Feb. 8th, 2014

spryng: (books)
After all the excitement about Lady's oral exam last Wednesday (which she passed!!), I kind of forgot about the wedding I'd agreed to shoot this weekend. At least, up until yesterday when the couple showed me the church and where they'd like shots. Then I spent all last night in dreams where I broke my camera, broke my lens, got lost, got flustered, etc etc. I think my brain was trying to shuck all the worst-case scenarios in one go. I've never had such a single-minded night of dreaming. O.o

I'm nervous, but I'll be fine. It's also a DITL day, which I think will help to remind me to get all the detail shots. :) I'm looking through my old fave wedding blogs, too, since it feels like forever that I had my head in the wedding biz. God, and I remember being so into it, too. All the details and the cake and the excitement. It's probably good I moved on.

The wedding also reminded me that I needed to get my butt in gear re: our own legalness. I finally contacted a MN judge yesterday and not only is she up for solemnizing, but she plays in an LGBT orchestra. *swoon* Hoorah! I had no idea because the list of MN judges has no extra info, so it was all luck. Now I am getting a little excited about actually getting married. Maybe I should have waited to dye my dress? ...nah.

Diet-wise, I'm still mostly strict AIP. Yolks didn't work out, so I'm onto seed spices next. I had a coconut chai yesterday morning, then a burger with cumin and mustard. I might have died a little when I had the mustard - it's so flavorful. Holy shit. Mustard is the food of the gods. I never knew. I will never doubt or underestimate mustard again.

So far, no problems with seed spices. So they're def not an acute thing, like the yolks were. They still could be cumulative, so I'll hold off on judgment until next Friday. Still: excited! Mustard!!!

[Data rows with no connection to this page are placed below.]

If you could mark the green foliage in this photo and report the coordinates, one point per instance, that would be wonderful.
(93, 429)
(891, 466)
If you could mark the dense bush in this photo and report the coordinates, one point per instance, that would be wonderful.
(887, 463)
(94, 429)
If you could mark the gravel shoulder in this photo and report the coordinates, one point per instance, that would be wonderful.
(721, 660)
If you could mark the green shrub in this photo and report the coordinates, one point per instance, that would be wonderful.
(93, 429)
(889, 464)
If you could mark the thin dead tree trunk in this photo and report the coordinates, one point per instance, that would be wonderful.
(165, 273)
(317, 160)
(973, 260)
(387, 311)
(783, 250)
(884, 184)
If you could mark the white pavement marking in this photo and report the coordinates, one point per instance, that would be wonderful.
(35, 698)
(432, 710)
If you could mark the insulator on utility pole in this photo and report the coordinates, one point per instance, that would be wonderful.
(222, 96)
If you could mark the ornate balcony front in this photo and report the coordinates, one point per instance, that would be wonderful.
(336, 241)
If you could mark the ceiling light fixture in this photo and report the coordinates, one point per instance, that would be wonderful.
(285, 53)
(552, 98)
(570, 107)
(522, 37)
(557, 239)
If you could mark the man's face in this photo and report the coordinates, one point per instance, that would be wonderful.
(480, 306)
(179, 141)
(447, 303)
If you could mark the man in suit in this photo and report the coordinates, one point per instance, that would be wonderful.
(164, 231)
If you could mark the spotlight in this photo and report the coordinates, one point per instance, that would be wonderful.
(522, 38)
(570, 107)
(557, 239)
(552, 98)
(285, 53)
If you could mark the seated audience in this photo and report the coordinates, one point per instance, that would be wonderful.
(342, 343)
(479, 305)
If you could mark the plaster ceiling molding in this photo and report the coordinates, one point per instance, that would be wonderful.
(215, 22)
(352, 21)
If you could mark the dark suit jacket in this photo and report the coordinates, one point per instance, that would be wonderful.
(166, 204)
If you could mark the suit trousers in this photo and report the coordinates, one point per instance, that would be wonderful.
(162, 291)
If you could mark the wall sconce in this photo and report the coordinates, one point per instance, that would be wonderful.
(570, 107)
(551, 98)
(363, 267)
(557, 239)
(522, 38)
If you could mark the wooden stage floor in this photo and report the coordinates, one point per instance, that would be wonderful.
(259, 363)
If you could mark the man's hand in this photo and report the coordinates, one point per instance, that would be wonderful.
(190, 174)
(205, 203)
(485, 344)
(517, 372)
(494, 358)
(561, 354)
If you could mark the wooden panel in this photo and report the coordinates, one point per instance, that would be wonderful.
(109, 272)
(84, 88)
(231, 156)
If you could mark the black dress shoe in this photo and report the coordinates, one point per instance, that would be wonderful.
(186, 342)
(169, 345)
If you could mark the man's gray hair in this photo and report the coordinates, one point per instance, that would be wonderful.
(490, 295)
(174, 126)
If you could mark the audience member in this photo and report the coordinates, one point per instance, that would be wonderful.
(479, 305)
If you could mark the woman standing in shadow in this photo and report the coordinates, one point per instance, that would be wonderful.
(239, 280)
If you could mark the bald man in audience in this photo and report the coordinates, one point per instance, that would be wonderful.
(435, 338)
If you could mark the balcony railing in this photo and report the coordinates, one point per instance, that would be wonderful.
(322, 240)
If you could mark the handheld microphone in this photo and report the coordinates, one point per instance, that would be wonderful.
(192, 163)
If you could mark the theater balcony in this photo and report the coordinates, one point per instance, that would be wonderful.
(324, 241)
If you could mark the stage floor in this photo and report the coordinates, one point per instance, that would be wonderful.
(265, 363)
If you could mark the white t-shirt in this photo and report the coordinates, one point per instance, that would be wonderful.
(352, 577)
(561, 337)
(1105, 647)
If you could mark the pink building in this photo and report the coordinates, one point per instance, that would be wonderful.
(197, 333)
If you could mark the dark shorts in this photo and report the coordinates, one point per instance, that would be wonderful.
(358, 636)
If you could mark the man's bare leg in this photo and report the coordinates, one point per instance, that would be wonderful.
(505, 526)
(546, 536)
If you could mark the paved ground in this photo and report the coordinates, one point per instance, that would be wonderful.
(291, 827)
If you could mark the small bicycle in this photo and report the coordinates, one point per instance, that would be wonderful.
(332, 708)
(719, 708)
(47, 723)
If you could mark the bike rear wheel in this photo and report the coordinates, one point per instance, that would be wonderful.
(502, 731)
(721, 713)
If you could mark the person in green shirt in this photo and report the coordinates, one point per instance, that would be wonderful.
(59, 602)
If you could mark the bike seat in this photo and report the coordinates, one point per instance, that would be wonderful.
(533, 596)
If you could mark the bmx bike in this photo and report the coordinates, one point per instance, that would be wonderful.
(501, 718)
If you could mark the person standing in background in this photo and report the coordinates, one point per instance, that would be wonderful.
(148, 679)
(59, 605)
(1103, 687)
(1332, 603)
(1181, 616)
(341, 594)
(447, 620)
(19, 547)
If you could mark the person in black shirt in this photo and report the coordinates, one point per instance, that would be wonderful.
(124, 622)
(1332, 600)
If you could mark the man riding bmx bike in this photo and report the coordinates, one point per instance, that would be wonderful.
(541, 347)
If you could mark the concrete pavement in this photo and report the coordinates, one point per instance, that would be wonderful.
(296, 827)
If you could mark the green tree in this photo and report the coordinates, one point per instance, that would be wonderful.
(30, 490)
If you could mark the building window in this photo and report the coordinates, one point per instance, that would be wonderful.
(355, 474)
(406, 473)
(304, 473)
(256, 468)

Other AIP-ness: still losing weight. Slowly, but it's happening. I knew the first few pounds would be water bloat from all the sugar over Christmas. But now it's worrying me, since I feel like I'm eating enough and it's definitely not intentional. At the same time, I have to fight the mental knee jerk reaction that this a good thing, it's always good to lose weight, right? I don't think I'll ever be rid of that. But no, it's not. I need a certain percentage of fat to make enough estrogen and be healthy. While I don't think I'm actually anywhere near being too low, it does make me nervous.

I should just be happy I don't have to worry about gaining weight (RIGHT NOW), but mostly I'm just tired of worrying about weight. It never stops, does it? Even when you've been healthy for years. I would just throw away our scale, but there's that niggling fear of WHAT IF IT SPIRALS OUT OF CONTROL and also won't I need it for babies?

...okay, so I should probably just throw it away.